# Ft Stewart gun registration



## tracker12 (Jan 5, 2018)

Can someone tell me the current gun registration process. I was unable to find the online version. Was wondering if it changed again.  Is there still a 72 wait if you drop off the paperwork


----------



## Bobby Linton (Jan 6, 2018)

*Don't know*

If there is a way to do it online, it is news to me.  I had to go on post during business hours.  And don't try it with the gun you intend to register in your vehicle.  Also make sure you have registration, proof of insurance, and id to get on post as a visitor.


----------



## Bobby Linton (Jan 6, 2018)

From the isportsman site.......
Weapon registration is a one-time procedure for each weapon that you wish to bring onto the installation. A copy of the registration form must be retained with the firearm at all times when on the installation for authorized activities and shown to LE personnel upon request.  Weapon registration is handled by the Vehicle Registration Branch (VRB).  You can print and fill out the WEAPONS REGISTRATION FORM and bring to the VRB office, Bldg 226 on Ft Stewart, or Bldg 1286 on Hunter.  Or if you wish to fill out the form at the VRB office, you need to know the weapon serial number, type (handgun, rifle, shotgun, etc), make, model, finish, and caliber of each firearm you wish to register.


----------



## tracker12 (Jan 6, 2018)

I saw that.

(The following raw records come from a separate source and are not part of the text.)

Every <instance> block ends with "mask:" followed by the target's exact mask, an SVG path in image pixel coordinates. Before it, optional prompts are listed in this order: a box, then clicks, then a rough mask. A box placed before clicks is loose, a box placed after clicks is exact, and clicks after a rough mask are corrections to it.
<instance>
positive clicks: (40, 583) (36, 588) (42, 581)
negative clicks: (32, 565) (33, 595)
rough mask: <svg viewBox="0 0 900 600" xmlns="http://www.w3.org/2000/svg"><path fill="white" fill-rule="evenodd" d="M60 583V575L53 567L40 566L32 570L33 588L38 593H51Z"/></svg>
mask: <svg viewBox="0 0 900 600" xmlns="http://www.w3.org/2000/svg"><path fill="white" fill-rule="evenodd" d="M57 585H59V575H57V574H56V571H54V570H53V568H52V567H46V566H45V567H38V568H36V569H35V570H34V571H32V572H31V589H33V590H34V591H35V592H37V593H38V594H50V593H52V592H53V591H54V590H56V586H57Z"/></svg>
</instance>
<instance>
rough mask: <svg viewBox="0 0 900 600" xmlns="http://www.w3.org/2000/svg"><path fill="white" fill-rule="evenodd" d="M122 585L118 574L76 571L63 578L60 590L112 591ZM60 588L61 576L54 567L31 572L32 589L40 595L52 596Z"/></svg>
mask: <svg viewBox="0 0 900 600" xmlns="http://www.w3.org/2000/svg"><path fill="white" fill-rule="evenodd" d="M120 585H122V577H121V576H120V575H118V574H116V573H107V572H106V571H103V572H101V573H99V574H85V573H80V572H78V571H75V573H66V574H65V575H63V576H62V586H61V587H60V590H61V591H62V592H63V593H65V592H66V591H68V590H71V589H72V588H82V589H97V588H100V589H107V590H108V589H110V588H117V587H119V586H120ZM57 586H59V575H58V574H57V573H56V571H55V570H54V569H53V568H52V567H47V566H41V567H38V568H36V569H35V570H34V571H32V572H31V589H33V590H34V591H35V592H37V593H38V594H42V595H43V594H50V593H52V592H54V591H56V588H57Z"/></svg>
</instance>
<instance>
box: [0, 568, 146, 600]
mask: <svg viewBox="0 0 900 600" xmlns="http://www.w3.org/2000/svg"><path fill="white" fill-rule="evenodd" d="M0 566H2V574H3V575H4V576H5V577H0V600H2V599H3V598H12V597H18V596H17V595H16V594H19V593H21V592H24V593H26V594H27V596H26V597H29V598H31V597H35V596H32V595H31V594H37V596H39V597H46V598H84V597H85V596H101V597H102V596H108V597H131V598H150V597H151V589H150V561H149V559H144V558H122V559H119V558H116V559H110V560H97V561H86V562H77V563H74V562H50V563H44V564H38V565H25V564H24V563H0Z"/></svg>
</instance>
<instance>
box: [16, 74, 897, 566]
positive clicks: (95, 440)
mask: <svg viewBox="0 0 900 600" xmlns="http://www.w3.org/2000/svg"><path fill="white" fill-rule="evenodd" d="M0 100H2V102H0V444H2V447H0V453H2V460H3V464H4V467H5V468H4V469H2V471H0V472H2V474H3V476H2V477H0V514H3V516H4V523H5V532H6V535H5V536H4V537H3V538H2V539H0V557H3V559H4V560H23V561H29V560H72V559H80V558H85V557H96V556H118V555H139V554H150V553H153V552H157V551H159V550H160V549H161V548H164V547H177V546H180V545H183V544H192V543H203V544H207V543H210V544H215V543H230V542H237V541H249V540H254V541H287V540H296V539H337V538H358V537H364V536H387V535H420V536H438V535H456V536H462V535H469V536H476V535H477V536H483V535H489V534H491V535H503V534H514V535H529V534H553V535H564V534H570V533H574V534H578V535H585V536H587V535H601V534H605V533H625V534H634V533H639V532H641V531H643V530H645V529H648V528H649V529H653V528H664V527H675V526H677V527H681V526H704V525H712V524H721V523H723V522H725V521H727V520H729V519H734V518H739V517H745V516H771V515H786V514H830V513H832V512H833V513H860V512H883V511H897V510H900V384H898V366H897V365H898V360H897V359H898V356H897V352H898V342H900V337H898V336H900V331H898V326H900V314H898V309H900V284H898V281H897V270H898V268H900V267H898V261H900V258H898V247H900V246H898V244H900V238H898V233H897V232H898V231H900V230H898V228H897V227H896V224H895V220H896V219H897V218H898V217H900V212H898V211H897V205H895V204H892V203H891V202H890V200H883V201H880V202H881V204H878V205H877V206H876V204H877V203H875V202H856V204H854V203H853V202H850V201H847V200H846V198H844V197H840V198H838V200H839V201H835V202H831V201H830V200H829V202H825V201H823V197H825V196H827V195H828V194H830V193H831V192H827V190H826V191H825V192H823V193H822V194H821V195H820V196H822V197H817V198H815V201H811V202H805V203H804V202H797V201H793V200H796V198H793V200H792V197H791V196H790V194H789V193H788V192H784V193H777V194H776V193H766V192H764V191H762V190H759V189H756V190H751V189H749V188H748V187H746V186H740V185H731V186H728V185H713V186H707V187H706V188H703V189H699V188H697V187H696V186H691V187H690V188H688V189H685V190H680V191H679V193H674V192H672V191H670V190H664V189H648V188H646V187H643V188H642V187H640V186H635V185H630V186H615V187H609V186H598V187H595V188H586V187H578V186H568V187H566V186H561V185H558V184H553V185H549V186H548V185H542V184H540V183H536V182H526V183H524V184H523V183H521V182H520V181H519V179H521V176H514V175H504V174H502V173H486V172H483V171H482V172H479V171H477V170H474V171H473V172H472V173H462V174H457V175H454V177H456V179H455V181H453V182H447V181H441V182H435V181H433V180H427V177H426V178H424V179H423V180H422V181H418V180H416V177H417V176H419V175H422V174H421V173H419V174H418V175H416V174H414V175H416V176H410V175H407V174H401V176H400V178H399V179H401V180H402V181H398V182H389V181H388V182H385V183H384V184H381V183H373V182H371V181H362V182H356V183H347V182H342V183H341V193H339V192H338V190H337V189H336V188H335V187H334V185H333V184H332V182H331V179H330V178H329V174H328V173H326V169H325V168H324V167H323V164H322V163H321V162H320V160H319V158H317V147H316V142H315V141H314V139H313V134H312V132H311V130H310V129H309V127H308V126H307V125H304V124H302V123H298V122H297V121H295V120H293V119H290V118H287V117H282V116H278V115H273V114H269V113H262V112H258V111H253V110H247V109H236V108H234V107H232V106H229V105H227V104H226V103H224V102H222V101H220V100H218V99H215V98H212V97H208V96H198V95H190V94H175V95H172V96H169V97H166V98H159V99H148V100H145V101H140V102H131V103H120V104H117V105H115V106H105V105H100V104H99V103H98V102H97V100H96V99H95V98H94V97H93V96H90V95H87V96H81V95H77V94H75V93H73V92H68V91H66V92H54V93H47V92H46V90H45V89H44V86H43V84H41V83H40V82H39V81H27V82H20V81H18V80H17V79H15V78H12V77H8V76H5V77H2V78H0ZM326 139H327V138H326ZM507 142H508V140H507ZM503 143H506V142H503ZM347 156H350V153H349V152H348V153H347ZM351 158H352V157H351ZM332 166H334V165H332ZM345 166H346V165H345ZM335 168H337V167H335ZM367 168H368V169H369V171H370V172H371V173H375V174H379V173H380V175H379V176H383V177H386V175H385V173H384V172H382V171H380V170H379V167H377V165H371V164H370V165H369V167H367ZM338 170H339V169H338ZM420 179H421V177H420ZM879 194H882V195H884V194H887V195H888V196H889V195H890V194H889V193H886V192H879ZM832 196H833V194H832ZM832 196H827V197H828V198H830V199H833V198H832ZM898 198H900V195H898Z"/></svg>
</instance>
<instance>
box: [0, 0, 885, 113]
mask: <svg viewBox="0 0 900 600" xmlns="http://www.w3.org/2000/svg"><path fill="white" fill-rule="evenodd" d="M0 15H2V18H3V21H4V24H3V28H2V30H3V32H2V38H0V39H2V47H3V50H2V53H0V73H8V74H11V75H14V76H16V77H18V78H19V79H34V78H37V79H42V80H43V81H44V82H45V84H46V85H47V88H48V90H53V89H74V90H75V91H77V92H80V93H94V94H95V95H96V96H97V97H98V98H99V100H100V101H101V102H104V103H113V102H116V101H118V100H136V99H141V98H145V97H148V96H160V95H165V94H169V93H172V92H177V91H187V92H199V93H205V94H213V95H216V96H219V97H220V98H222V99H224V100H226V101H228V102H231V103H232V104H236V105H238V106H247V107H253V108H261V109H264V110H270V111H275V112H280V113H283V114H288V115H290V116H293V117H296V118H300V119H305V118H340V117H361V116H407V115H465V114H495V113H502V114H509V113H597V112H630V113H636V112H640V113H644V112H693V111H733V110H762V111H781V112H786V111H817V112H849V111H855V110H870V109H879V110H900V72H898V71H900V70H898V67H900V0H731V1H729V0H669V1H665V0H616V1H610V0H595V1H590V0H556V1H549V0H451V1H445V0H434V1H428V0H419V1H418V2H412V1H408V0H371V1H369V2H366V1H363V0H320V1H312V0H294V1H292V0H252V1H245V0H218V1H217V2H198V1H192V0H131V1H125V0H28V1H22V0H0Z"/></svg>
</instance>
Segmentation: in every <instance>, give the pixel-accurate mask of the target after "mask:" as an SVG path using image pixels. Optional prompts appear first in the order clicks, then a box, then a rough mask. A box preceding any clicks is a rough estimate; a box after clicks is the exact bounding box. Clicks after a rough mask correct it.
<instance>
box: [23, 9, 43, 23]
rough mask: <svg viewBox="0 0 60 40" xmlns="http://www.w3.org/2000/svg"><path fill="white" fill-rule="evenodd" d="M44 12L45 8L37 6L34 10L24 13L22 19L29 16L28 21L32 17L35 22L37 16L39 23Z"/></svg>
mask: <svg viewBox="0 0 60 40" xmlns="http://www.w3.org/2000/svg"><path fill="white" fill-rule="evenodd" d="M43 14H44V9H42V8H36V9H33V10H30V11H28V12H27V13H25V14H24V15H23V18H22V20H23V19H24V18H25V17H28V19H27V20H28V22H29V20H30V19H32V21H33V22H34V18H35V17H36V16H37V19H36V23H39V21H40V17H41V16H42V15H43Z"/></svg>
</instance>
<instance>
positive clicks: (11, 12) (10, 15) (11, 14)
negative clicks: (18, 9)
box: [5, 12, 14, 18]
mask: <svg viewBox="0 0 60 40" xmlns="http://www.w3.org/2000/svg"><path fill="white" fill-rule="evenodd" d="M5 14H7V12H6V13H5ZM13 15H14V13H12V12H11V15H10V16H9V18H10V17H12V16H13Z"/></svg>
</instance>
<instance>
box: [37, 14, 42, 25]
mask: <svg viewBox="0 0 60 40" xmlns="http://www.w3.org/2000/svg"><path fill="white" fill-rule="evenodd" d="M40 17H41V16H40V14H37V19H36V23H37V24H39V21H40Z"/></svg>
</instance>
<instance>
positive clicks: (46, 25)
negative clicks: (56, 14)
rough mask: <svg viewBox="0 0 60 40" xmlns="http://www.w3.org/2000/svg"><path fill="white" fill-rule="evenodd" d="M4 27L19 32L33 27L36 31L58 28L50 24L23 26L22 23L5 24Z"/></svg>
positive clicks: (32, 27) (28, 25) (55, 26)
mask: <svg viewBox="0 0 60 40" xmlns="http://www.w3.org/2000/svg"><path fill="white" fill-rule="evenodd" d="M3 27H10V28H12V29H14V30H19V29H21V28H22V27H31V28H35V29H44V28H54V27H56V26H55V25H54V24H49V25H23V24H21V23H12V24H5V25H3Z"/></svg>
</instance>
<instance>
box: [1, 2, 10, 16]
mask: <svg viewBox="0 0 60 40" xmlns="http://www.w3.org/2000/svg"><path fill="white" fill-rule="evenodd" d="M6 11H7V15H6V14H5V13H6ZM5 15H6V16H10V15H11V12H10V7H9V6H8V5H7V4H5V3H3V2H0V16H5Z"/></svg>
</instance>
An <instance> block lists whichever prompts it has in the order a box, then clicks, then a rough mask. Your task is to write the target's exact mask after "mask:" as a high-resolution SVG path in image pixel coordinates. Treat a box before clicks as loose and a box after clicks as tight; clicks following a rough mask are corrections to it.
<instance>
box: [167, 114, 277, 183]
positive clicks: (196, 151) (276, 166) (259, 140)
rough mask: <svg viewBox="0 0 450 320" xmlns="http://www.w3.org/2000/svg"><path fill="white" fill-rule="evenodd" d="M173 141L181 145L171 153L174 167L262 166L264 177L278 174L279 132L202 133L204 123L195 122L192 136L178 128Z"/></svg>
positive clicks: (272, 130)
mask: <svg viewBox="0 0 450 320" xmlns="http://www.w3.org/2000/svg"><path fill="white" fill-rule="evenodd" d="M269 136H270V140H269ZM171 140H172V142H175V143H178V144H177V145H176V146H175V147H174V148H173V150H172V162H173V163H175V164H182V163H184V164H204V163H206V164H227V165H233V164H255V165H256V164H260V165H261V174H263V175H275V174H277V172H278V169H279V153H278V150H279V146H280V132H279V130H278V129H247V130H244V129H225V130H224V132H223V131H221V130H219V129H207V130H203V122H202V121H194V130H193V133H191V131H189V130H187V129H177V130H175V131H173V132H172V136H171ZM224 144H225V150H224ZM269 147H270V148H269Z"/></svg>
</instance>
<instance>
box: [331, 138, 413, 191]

Last year there was a online process that I used.  But do not see the link there now.  I have a couple new hunters coming down with me in a couple weeks and was hoping there was not a 3 day waiting period


----------



## Killinstuff (Jan 6, 2018)

Hey Track, when you heading down?  I'll be there 1/20 for 4 days if the weather is stable and work doesn't screw me up.


----------



## tracker12 (Jan 6, 2018)

We are going to head done on the 15 th and hunt the rest of the week.  Also planning a trip in March


----------



## 95g atl (Jan 8, 2018)

subscribed.
on my bucket list to do.


----------



## tracker12 (Jan 8, 2018)

Well I finally got ahold of the Registration office.  They are working at getting an online registration set up but for now you have to go to the VRB and turn in your form.  Up to 72 hours before approval.


----------



## Bobby Linton (Jan 9, 2018)

I have been twice recently after new gun purchases.  I handed them the form and they handed it back complete in less than 10 minutes.  I was not aware there had ever been an online system.  I would hope they wouldn't make you wait 3 days.I see you live out of town.  I live just north of the base.  If you guys get here and need help or get stuck in the sand, feel free to pm me,. I will be hunting Friday thru Monday this coming weekend.


----------



## tracker12 (Jan 10, 2018)

Thanks for the offer. I emailed the form to a friend who dropped it off.  Should be ready when we get there.  Nice to know they processed it on the spot.


----------



## Bobby Linton (Jan 12, 2018)

Once again, as usual, I was wrong.  Went to register a new rifle today and was told there is a three day hold now on all new registrations. For a background check.  Every time you add a gun.  Didn't want anyone to think they could walk in and back out same day anymore.  They sure do make it simple.


----------



## cutty2704 (Feb 19, 2018)

Supposedly you can register at any army base and its good on all army bases. Its in there computer network. So they told me.


----------